No one on the Wild has had a longer layoff lately than Rem Pitlick.

While the team had Saturday off after its game against Florida was postponed because of a recent rash of COVID-19 cases on the Panthers — the second game the Wild had called off last week — Pitlick was idle before then as a healthy scratch.

But he is expected to return to action Monday when the Wild visits Dallas.

"I'm a little bit used to it obviously how the season started, my experience last year with Nashville on the taxi squad," Pitlick said of the wait. "I guess I'm not foreign to the situation of being out for a bit. I think that's something that I'm used to now. I don't want to make it a habit, but I'm used to it. I'll be ready."

Pitlick is set to rejoin a lineup that's sputtered lately, dropping three straight games for a season-long losing streak.

The latest letdown came in a shootout, 3-2 to the Sabres on Thursday at Xcel Energy Center, a lethargic effort from the Wild that lacked pace and energy.

Coach Dean Evason believes Pitlick can supply the Wild with those ingredients, but the 24-year-old winger is also planning to adjust his game after sitting out four in a row.
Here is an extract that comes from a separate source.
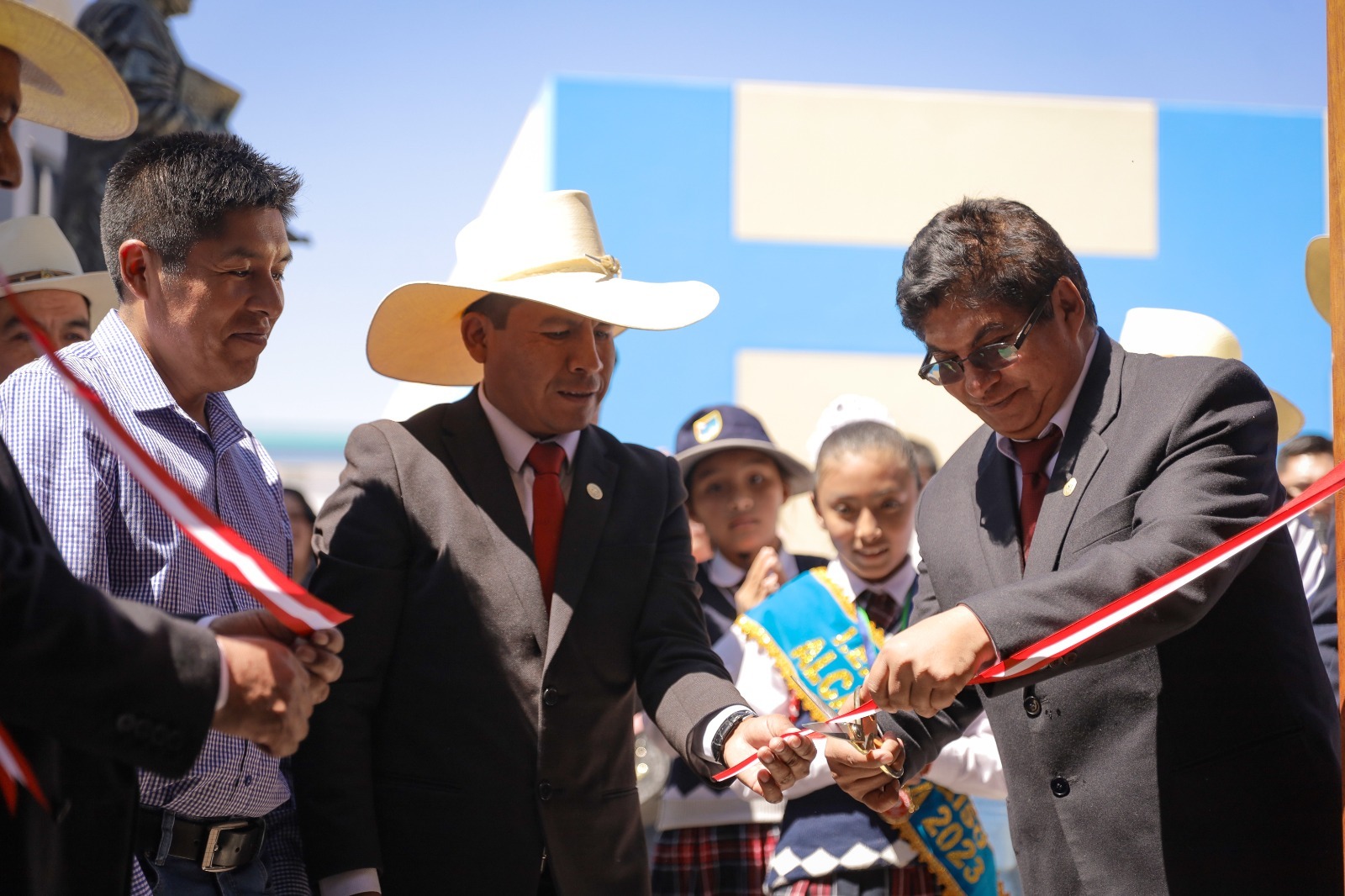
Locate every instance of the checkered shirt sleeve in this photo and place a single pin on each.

"There's a few offensive routes that we're going to change and just overall always evolving as a player," he said. "But I'm going to continue to be myself, and I'm confident with some of the things that I've done. I'm going to continue to bring those, but the things that the coaching staff told me and showed me in video I'm going to bring that as well and make a nice blend of it."

After arriving during training camp as a waiver-wire pickup from the Predators, Pitlick's debut didn't come until Game No. 6.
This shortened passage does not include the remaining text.